Saturday, March 5, 2011

Eduardo Lourenco & the Relationship Between Portugal & Europe

Found an interesting passage online from Berkley University from Tito.C.Cunha about Eduardo Lourenco, the "quintessential Portuguese essayist." Below is a passage regarding Lourenco's views about Portuguese identity. Have a read...
E. Lourenço stresses the existence among the Portuguese of a "European imaginary" created by the Greeks, which frames European cultural identity in all the European space. The other great cornerstone of European identity, Christianity, makes Portugal an integral part of the European historical and cultural community that old Europe is made of.

As for America, meaning the USA, Lourenço hesitates between seeing its imaginary as almost a prolongation of the European imaginary or with an imaginary of its own "that is becoming an universal imaginary," namely through cinema, because "in America there is the whole world."

Europe, and Portugal with it, is like a civilization of disquietude. Not because of the "same" but of the "other" within. Besides, Europe's imaginary birth turns around a mythology of unquietness, remaining nameless about its own identity.

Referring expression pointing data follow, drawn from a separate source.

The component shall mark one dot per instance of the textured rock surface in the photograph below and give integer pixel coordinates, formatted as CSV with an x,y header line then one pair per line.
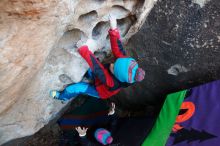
x,y
178,46
37,44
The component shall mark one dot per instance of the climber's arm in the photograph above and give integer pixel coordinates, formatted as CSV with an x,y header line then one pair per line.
x,y
97,68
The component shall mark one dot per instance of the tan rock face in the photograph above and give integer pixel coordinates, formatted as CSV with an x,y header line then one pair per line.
x,y
38,47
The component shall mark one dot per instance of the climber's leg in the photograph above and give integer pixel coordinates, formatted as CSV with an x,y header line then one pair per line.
x,y
73,90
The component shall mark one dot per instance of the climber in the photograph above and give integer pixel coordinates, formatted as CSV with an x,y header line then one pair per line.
x,y
109,79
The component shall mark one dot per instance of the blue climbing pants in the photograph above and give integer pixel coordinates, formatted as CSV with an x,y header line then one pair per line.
x,y
73,90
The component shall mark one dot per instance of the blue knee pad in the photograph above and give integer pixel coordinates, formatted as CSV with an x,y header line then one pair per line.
x,y
73,90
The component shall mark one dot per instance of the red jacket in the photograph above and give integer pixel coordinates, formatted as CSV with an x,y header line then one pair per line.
x,y
105,82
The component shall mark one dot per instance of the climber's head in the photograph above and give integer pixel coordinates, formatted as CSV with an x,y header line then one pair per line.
x,y
127,70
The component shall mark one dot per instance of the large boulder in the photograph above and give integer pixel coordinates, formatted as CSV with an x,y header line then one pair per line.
x,y
38,48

Turning to Portugal, he argues that his native land has always had a very strong cultural identity but suffered from a lack of external recognition. Portugal was a homogeneous country for too long. In language, religion, and ethnicity, nothing changed. Europe, on the other hand, experienced constant change, from continuous civil war to growing diversity and differences, incorporating "the other" into European culture. Portugal had to experience this "other" from afar. Knowledge of the other was indirect, something we heard of. According to Lourenço, this ancient Portuguese hyper-identity is also at the root of a certain European universality, precisely because of that looking in the distance. It is also something of the past. European integration brought otherness to proximity...that multicultural otherness that America knows so well. As he states "in less than 30 years, the view that Europe has of Portugal and Spain and our view of Europe has changed radically."

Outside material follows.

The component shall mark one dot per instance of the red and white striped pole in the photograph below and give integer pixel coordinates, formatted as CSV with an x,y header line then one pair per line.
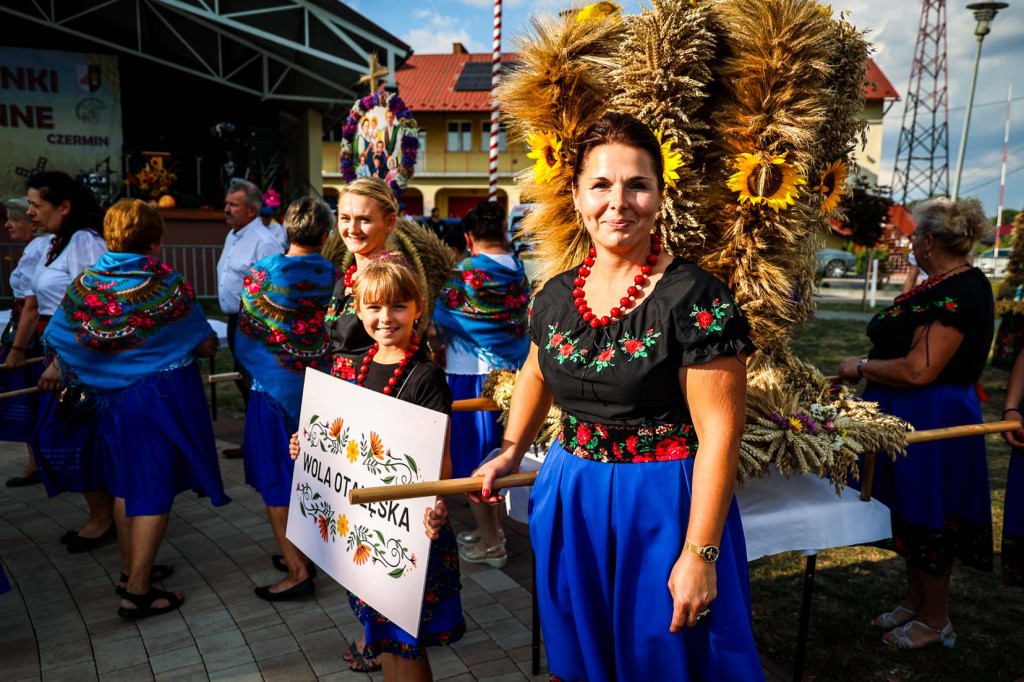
x,y
496,72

Lourenço finishes with a cautious note, writing: "It would be good that we, Portuguese and Spaniards, that were for centuries in and out of the space where the idea of universality was played, as if the idea of singularity should be sacrificed, continue to remember what our most brilliant cultural minds lived as a desert crossing. Our "new identity" inside Europe cannot do without this experience. It is a part of our memory and we are a part of it."